4. Experimental Results

The goal of our experiment was to classify the objects into ten categories for grasping the manipulator. We applied a deep learning network for object classification. However, because the objects were not common items, it was difficult to collect sufficient training images to train the deep learning network. Therefore, using the proposed method, training images were generated to improve classification accuracy. There were 32 training images for each category. There were ten categories. The proposed data augmentation method increased the number of training images. In addition, transfer learning was applied for effective learning and to reduce the computational time because it uses a pretrained model that has already learned the features of numerous images. We selected VGGNet with 19 weights layers for transfer learning. VGGNet was already trained by the images of 1000 categories. We cut off and retrained the network using generated images by the methods [23,27].
To verify the proposed method, we compared the classification accuracy of the network trained using the proposed method and the conventional methods. In addition, we trained and compared the deep learning network using the original data and data generated using the proposed method. The test results are presented in the tables. Test images were captured supplementally by placing the objects arbitrarily. They were not included in the training dataset. The classification accuracy is calculated by inputting test images into the trained model.
Table 1 presents the classification accuracy of the network trained using original images. As abovementioned, there were 320 training images, 32 for each category. The experimental results show that the classification accuracy was low when noiseless test images were used because the original images were few. In general, the classification accuracy of noisy images was less than that of noiseless images. Thus, the classification accuracy of noisy images resulted in lower values.
Table 2 presents the classification accuracy of the network trained by the conventional method using original images. Data augmentation was achieved by changing the range of color jittering. In general, color jittering is conducted by adding random values to a color channel. Based on this concept, color jittering #1 #3 add the random values in terms of RGB color space. Color jittering #1 adds positive values to the pixel values of an original image. Color jittering #2 and #3 add positive or negative values with different ranges [19]. When the conventional method was deployed, the number of training images increased by nine times, from 320 to 2880. The experimental results showed that the classification accuracy of the noisy images improved slightly. However, the classification accuracy tended to be low.
To improve the classification accuracy, we eliminated the background and cropped an image by considering the center of the object. Table 3 presents the classification accuracy of the network trained using preprocessed images. The classification accuracy improved slightly over that of the original images and noisy images in Table 1.

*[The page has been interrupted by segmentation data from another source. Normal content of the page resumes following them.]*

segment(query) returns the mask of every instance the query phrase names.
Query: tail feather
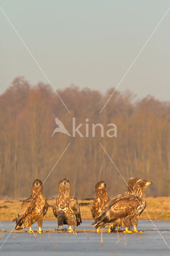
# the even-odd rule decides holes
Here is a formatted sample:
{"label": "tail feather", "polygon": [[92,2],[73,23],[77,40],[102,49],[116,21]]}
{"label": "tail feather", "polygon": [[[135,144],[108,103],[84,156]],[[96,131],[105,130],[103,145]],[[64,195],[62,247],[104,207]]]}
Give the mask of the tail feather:
{"label": "tail feather", "polygon": [[25,223],[22,219],[18,220],[17,218],[16,218],[12,221],[15,222],[15,229],[16,230],[23,229],[26,227]]}

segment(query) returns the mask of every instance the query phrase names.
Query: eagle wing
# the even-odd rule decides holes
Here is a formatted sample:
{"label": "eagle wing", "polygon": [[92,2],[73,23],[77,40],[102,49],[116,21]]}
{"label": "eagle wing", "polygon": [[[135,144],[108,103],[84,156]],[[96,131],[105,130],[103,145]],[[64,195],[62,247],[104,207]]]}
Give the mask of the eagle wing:
{"label": "eagle wing", "polygon": [[106,214],[109,220],[122,218],[130,215],[136,208],[139,203],[134,196],[131,195],[117,199],[109,209]]}
{"label": "eagle wing", "polygon": [[80,223],[82,223],[81,215],[80,214],[80,208],[79,207],[79,203],[77,198],[71,196],[71,199],[69,206],[73,211],[76,218],[77,226],[80,225]]}
{"label": "eagle wing", "polygon": [[43,212],[43,216],[46,214],[47,212],[48,209],[48,204],[47,202],[47,200],[45,200],[45,203],[44,206],[44,211]]}
{"label": "eagle wing", "polygon": [[112,223],[117,224],[118,220],[126,219],[126,217],[129,219],[130,216],[133,217],[136,216],[136,213],[133,214],[133,212],[135,212],[140,204],[134,196],[122,195],[117,197],[109,200],[106,209],[92,224],[96,228],[101,228]]}
{"label": "eagle wing", "polygon": [[53,202],[53,211],[54,216],[57,218],[57,198],[55,198]]}
{"label": "eagle wing", "polygon": [[36,206],[35,200],[30,198],[26,199],[21,206],[19,210],[18,217],[13,220],[12,221],[16,221],[16,224],[19,224],[22,220],[26,218]]}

Next, we implemented a data augmentation method based on the inverse PSNR, with respect to the RGB color space and rotation. The number of training images increased by 216 times. Table 4 presents the classification accuracy of the network trained using the inverse PSNR, with respect to the RGB color spac, and rotation of the images. As shown in the table, the performance of the trained network improved significantly and the classification accuracy was higher than that of the network trained using the original images and the preprocessed images. Specifically, the classification performance on the noisy images increased significantly. Furthermore, the classification performance on the noiseless images increased.
As mentioned in Section 3, because the objects for image classification generally had more red and green colors than blue, we determined that in the color perturbation method, a higher weight would most likely result in blue. To provide reasonable evidence, we trained the network using images obtained by applying the inverse PSNR to three channels individually. The classification results are listed in Table 5.

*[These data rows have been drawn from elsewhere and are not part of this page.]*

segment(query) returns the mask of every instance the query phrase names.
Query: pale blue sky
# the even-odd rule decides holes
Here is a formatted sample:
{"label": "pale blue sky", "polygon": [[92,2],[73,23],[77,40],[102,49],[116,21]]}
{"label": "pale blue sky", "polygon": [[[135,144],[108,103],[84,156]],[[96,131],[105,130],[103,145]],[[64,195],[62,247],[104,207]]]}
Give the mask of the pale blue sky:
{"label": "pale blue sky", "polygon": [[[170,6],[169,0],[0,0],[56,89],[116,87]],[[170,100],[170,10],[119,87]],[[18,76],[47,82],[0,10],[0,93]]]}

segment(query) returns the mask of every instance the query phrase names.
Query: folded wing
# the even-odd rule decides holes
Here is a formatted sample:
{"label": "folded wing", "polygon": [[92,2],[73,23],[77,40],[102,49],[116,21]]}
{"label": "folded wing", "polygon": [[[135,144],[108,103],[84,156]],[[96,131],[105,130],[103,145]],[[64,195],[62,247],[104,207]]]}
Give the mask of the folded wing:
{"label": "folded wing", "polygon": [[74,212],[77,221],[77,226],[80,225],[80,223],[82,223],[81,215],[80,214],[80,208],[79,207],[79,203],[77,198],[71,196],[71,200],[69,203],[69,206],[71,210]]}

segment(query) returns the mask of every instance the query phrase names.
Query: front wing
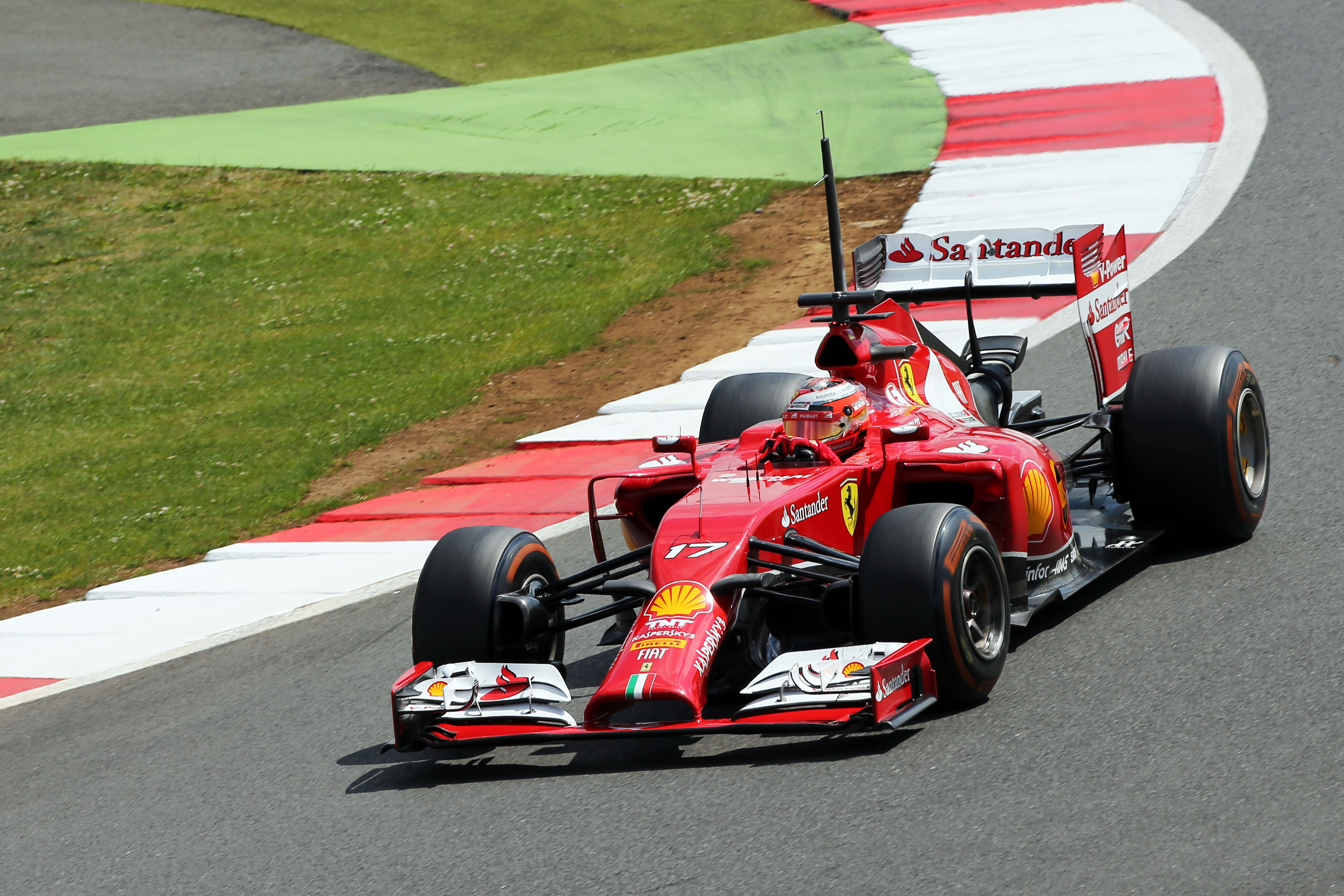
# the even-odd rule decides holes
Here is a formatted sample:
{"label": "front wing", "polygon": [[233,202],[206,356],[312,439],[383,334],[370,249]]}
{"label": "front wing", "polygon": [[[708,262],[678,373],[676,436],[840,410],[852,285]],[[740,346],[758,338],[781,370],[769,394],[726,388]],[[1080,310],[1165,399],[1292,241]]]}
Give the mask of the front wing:
{"label": "front wing", "polygon": [[[747,685],[755,699],[728,719],[575,721],[548,664],[421,662],[392,685],[387,748],[478,747],[708,733],[836,733],[895,729],[938,700],[927,638],[784,654]],[[758,696],[761,695],[761,696]]]}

Comparing the above experimental results, the classification results obtained by applying the inverse PSNR to the B channel were better than those obtained from the images with the inverse PSNR applied to the R and G channels. Therefore, we tuned the weights to increase the weight of the B channel and decrease the weights of the R and G channels. We tested two cases in which the weights were tuned. The results are presented in Table 6.

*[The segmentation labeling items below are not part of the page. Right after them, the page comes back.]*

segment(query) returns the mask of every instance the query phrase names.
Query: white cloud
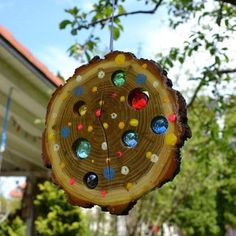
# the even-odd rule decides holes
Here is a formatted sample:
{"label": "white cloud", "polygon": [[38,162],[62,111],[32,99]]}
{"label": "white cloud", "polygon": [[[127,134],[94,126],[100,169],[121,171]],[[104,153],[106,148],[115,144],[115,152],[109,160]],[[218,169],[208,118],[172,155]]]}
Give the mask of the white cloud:
{"label": "white cloud", "polygon": [[64,49],[57,46],[46,46],[35,54],[49,70],[54,74],[60,72],[65,79],[72,76],[75,69],[80,66],[78,61],[69,57]]}

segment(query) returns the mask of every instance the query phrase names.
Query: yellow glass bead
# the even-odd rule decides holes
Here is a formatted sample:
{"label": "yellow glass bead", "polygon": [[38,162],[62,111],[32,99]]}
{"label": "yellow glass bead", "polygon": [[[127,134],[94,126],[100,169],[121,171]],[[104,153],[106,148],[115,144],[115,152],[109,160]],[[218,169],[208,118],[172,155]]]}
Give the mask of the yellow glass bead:
{"label": "yellow glass bead", "polygon": [[129,191],[131,188],[133,187],[133,184],[132,183],[127,183],[126,184],[126,189]]}
{"label": "yellow glass bead", "polygon": [[92,88],[93,93],[96,93],[97,91],[98,91],[98,88],[96,86]]}
{"label": "yellow glass bead", "polygon": [[120,122],[118,126],[119,126],[120,129],[124,129],[125,128],[125,123],[124,122]]}
{"label": "yellow glass bead", "polygon": [[103,123],[104,129],[108,129],[109,125],[107,123]]}
{"label": "yellow glass bead", "polygon": [[177,137],[174,134],[167,134],[165,138],[165,142],[167,145],[175,145],[177,142]]}
{"label": "yellow glass bead", "polygon": [[89,125],[88,132],[93,132],[93,126]]}
{"label": "yellow glass bead", "polygon": [[137,127],[138,126],[138,120],[137,119],[131,119],[130,120],[130,122],[129,122],[129,124],[131,125],[131,126],[134,126],[134,127]]}
{"label": "yellow glass bead", "polygon": [[125,63],[125,55],[124,55],[124,54],[119,54],[119,55],[117,55],[116,58],[115,58],[115,63],[116,63],[117,65],[122,65],[122,64],[124,64],[124,63]]}
{"label": "yellow glass bead", "polygon": [[151,153],[151,152],[147,152],[147,153],[146,153],[146,158],[150,160],[151,157],[152,157],[152,153]]}

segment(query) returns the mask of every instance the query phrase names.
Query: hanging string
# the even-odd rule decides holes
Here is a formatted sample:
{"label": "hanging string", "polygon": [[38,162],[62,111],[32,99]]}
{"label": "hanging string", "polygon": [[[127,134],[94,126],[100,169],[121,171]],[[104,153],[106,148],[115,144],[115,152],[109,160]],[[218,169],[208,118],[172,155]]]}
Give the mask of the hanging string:
{"label": "hanging string", "polygon": [[114,13],[115,13],[115,0],[112,0],[112,16],[111,16],[111,37],[110,37],[110,51],[113,52],[114,42]]}

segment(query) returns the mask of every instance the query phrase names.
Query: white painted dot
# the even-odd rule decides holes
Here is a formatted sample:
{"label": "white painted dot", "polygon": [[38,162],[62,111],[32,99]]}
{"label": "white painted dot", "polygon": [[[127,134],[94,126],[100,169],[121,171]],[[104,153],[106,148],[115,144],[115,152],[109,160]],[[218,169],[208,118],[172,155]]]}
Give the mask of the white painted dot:
{"label": "white painted dot", "polygon": [[152,85],[154,88],[157,88],[159,86],[159,83],[157,81],[154,81]]}
{"label": "white painted dot", "polygon": [[121,174],[122,175],[128,175],[129,174],[129,167],[128,166],[122,166],[121,167]]}
{"label": "white painted dot", "polygon": [[105,72],[103,70],[98,72],[98,78],[103,79],[105,77]]}
{"label": "white painted dot", "polygon": [[116,113],[112,113],[112,114],[111,114],[111,119],[114,120],[114,119],[116,119],[116,118],[117,118],[117,114],[116,114]]}
{"label": "white painted dot", "polygon": [[60,149],[60,145],[59,145],[59,144],[54,144],[53,150],[54,150],[55,152],[57,152],[57,151],[59,151],[59,149]]}
{"label": "white painted dot", "polygon": [[152,154],[151,162],[156,163],[156,162],[158,162],[158,160],[159,160],[159,157],[156,154]]}
{"label": "white painted dot", "polygon": [[101,147],[102,147],[103,151],[106,151],[107,150],[107,142],[103,142]]}
{"label": "white painted dot", "polygon": [[81,80],[82,80],[82,76],[81,76],[81,75],[77,75],[76,81],[77,81],[77,82],[80,82]]}

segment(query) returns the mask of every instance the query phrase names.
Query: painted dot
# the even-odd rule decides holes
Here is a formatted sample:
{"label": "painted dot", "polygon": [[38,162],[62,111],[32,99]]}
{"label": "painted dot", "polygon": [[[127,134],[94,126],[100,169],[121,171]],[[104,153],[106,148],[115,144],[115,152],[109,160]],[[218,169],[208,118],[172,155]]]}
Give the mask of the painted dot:
{"label": "painted dot", "polygon": [[80,81],[82,80],[82,76],[81,76],[81,75],[77,75],[75,80],[76,80],[77,82],[80,82]]}
{"label": "painted dot", "polygon": [[125,187],[129,191],[133,187],[133,184],[132,183],[127,183]]}
{"label": "painted dot", "polygon": [[123,152],[121,152],[121,151],[119,151],[119,152],[116,153],[116,156],[117,156],[117,157],[122,157],[123,155],[124,155],[124,154],[123,154]]}
{"label": "painted dot", "polygon": [[83,129],[84,129],[83,124],[79,123],[79,124],[77,125],[77,129],[78,129],[79,131],[83,130]]}
{"label": "painted dot", "polygon": [[135,110],[144,109],[148,105],[149,93],[140,88],[134,89],[129,93],[128,103]]}
{"label": "painted dot", "polygon": [[98,78],[103,79],[105,77],[105,72],[103,70],[98,72]]}
{"label": "painted dot", "polygon": [[88,126],[88,132],[89,132],[89,133],[93,132],[93,126],[92,126],[92,125],[89,125],[89,126]]}
{"label": "painted dot", "polygon": [[125,96],[120,97],[120,102],[125,102]]}
{"label": "painted dot", "polygon": [[107,179],[107,180],[112,180],[115,177],[115,171],[112,167],[105,167],[103,169],[103,176]]}
{"label": "painted dot", "polygon": [[104,129],[108,129],[108,128],[109,128],[109,125],[108,125],[106,122],[104,122],[104,123],[103,123],[103,127],[104,127]]}
{"label": "painted dot", "polygon": [[164,134],[168,129],[168,121],[164,116],[157,116],[152,120],[151,128],[155,134]]}
{"label": "painted dot", "polygon": [[147,153],[146,153],[146,158],[150,160],[151,157],[152,157],[152,153],[151,153],[151,152],[147,152]]}
{"label": "painted dot", "polygon": [[98,185],[98,176],[94,172],[88,172],[84,176],[84,183],[88,188],[94,189]]}
{"label": "painted dot", "polygon": [[74,178],[70,178],[69,179],[69,184],[70,185],[74,185],[75,184],[75,179]]}
{"label": "painted dot", "polygon": [[157,87],[159,86],[159,83],[158,83],[157,81],[154,81],[153,84],[152,84],[152,86],[153,86],[154,88],[157,88]]}
{"label": "painted dot", "polygon": [[75,156],[79,159],[86,159],[91,152],[91,144],[84,138],[76,140],[72,146]]}
{"label": "painted dot", "polygon": [[83,92],[84,92],[84,88],[83,87],[77,87],[77,88],[74,89],[74,94],[76,96],[81,96],[83,94]]}
{"label": "painted dot", "polygon": [[137,119],[131,119],[130,122],[129,122],[129,124],[130,124],[131,126],[137,127],[138,124],[139,124],[139,122],[138,122]]}
{"label": "painted dot", "polygon": [[175,134],[171,133],[171,134],[167,134],[165,137],[165,142],[167,145],[175,145],[177,143],[177,137],[175,136]]}
{"label": "painted dot", "polygon": [[93,93],[96,93],[97,91],[98,91],[98,88],[96,86],[92,88]]}
{"label": "painted dot", "polygon": [[116,63],[117,65],[122,65],[122,64],[124,64],[124,63],[125,63],[125,55],[124,55],[124,54],[119,54],[119,55],[117,55],[116,58],[115,58],[115,63]]}
{"label": "painted dot", "polygon": [[123,121],[119,122],[118,127],[119,127],[119,129],[124,129],[125,128],[125,123]]}
{"label": "painted dot", "polygon": [[60,145],[59,145],[59,144],[54,144],[54,145],[53,145],[53,150],[54,150],[55,152],[59,151],[59,149],[60,149]]}
{"label": "painted dot", "polygon": [[136,83],[137,84],[144,84],[147,80],[147,76],[144,74],[138,74],[136,76]]}
{"label": "painted dot", "polygon": [[103,142],[101,145],[101,148],[103,151],[106,151],[107,150],[107,142]]}
{"label": "painted dot", "polygon": [[168,117],[168,120],[169,120],[170,122],[175,122],[176,119],[177,119],[177,116],[176,116],[175,114],[171,114],[171,115],[169,115],[169,117]]}
{"label": "painted dot", "polygon": [[102,115],[102,110],[101,109],[97,109],[96,110],[96,117],[101,117]]}
{"label": "painted dot", "polygon": [[151,162],[156,163],[156,162],[158,162],[158,160],[159,160],[159,157],[156,154],[152,154]]}
{"label": "painted dot", "polygon": [[114,119],[116,119],[116,118],[117,118],[117,114],[116,114],[116,113],[112,113],[112,114],[111,114],[111,119],[114,120]]}
{"label": "painted dot", "polygon": [[126,131],[122,136],[122,141],[126,147],[135,148],[138,144],[138,133],[132,130]]}
{"label": "painted dot", "polygon": [[116,87],[122,87],[126,82],[126,74],[124,71],[119,70],[112,74],[111,79]]}
{"label": "painted dot", "polygon": [[87,113],[87,105],[84,101],[78,101],[73,107],[73,111],[79,116],[84,116]]}
{"label": "painted dot", "polygon": [[120,172],[121,172],[122,175],[128,175],[129,174],[129,168],[127,166],[122,166]]}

As shown in the table, the classification accuracy was higher than that of the network trained by other methods. Specifically, the classification performance on the noisy images was higher than 70%. A comparison of tables revealed that the proposed method had the best performance. It is evident that applying weights based on the color tendency of the training images was effective. To validate the proposed method, the network was trained with an equal number of training images of conventional methods. For this, we randomly selected 2880 training images from the images generated by the proposed method. The model is trained three times using selected training images. In case of noiseless images, the average of the classification accuracy of the model trained by the 2880 training images from the images generated by the proposed method was 87.3%. The classification performance on the noisy images was 67.0%. This additional experiment shows that the proposed method could augment the training images effectively.
Figure 8 represents the comparison of the classification accuracy, with respect to average value and best performance. This figure shows that the more the proposed algorithms are combined, the higher the classification accuracy. Furthermore, the proposed method outperformed the conventional method. Therefore, the proposed method could improve the classification accuracy of both noisy and noiseless test images.
We compared the confusion matrices of the experimental results for the training images in Figure 9 and Figure 10. The left and right columns represent the classification results for the original and noisy test images, respectively. The experimental results for the original test images showed that the classification accuracy improved significantly after application of the adaptive inverse PSNR. As depicted in the left column of Figure 9 and Figure 10, the classification accuracy was higher than 90%. The experimental results of the noisy test images showed that the classification accuracy also improved after application of the adaptive inverse PSNR. Specifically, the classification accuracy of the model trained using the original images was 25%. However, the proposed method showed a significant improvement, from 25% to 76%. Therefore, it was demonstrated that the proposed method could effectively compensate for data deficiencies and was robust to noisy images.
Table 7 presents the precision, recall, specificity, and F1-score of the conventional method and the proposed method. Precision, recall, specificity, and F1-score were calculated using (6).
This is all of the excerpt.